Chronologiquement, la genèse du mouvement punk est à situer entre le fiasco du festival hippie d’Altamont en décembre 1969 2 et la découverte d’Ulrike Meinhof pendue dans sa cellule d’isolement de Stammheim en mai 1976 3.Durant cette période, la jeunesse d’Europe de l’Ouest reçoit en pleine face deux phénomènes qui se répondent: d’une part, la désillusion du libertarisme hippie qui avait proclamé que tout était permis mais avait fini par montrer qu’avec lui rien n’était possible et, d’autre part, la révolution réussie des élites néolibérales, dont les idées encore marginales dans les années 1950 et 1960 allaient s’imposer proportionnellement aux crises qui frappaient leurs pays respectifs. Parmi ces derniers, ce fut la Grande-Bretagne qui subit la crise la plus profonde, ce qui lui valut le surnom d’«homme malade de l’Europe» 4. Rien d’étonnant alors qu’avec ces conditions objectives plus que favorables, les élites néolibérales britanniques aient pu proclamer que, dès lors, plus rien n’allait être permis mais que pour elles tout désormais allait être possible. Pour elles, en effet, la voie était ouverte à la mise en place d’un capitalisme dur et dérégulé, fondé sur l’idée que l’inégalité est une valeur positive, et que les portes de tous les Stammheim d’Angleterre seraient désormais ouvertes aux récalcitrants 5. Partant, rien d’étonnant non plus à ce que se développa en Grande-Bretagne un mouvement de rébellion qui rejeta cette perspective d’un avenir encore plus sombre et encore plus sclérosant et qui, au peace and love hédoniste, préféra une radicalité teintée de nihilisme destructeur, exprimée dans le mot d’ordre «Destroy!». Cette opposition désespérée, autoproclamée «génération vide», ne garda du mouvement hippie que le versant noir et violent et n’hésita pas à qualifier ces lendemains dont ils avaient la primeur de «no future».

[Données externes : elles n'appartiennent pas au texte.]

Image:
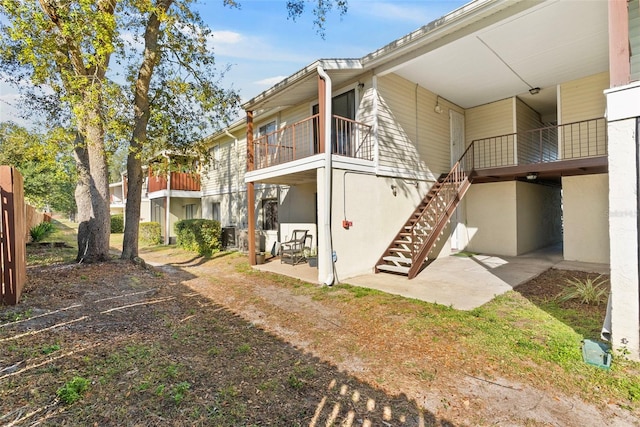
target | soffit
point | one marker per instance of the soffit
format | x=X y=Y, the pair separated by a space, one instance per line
x=550 y=43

Mais c’est en définitive le mouvement lui-même qui n’aurait pas d’avenir puisque la révolte réussie fut celle des élites néolibérales qui, en 1979, portèrent au pouvoir une certaine Margaret Thatcher dont la radicalité n’avait rien à envier à celle des punks. Sa stratégie fut somme toute assez simple: comportement néo-fasciste vis-à-vis de la classe ouvrière récalcitrante; récupération douce du mouvement culturel de la jeunesse contestataire. Le gouvernement Thatcher fut donc le premier gouvernement d’un pays capitaliste avancé qui s’engagea publiquement à mettre en pratique le programme néolibéral.
D’un côté, répression du politique, de l’autre, récupération du culturel. Si la grille d’analyse marxiste explique en grande partie la récupération du culturel par la démoralisation de certains de ses acteurs, achetés par le système, il est une œuvre, celle de Jean Baudrillard, qui rétrospectivement est très éclairante sur la façon dont le système a pu dévoyer l’ardeur et la vitalité de ceux que qu’il n’avait, en dernière instance, pas pu acheter.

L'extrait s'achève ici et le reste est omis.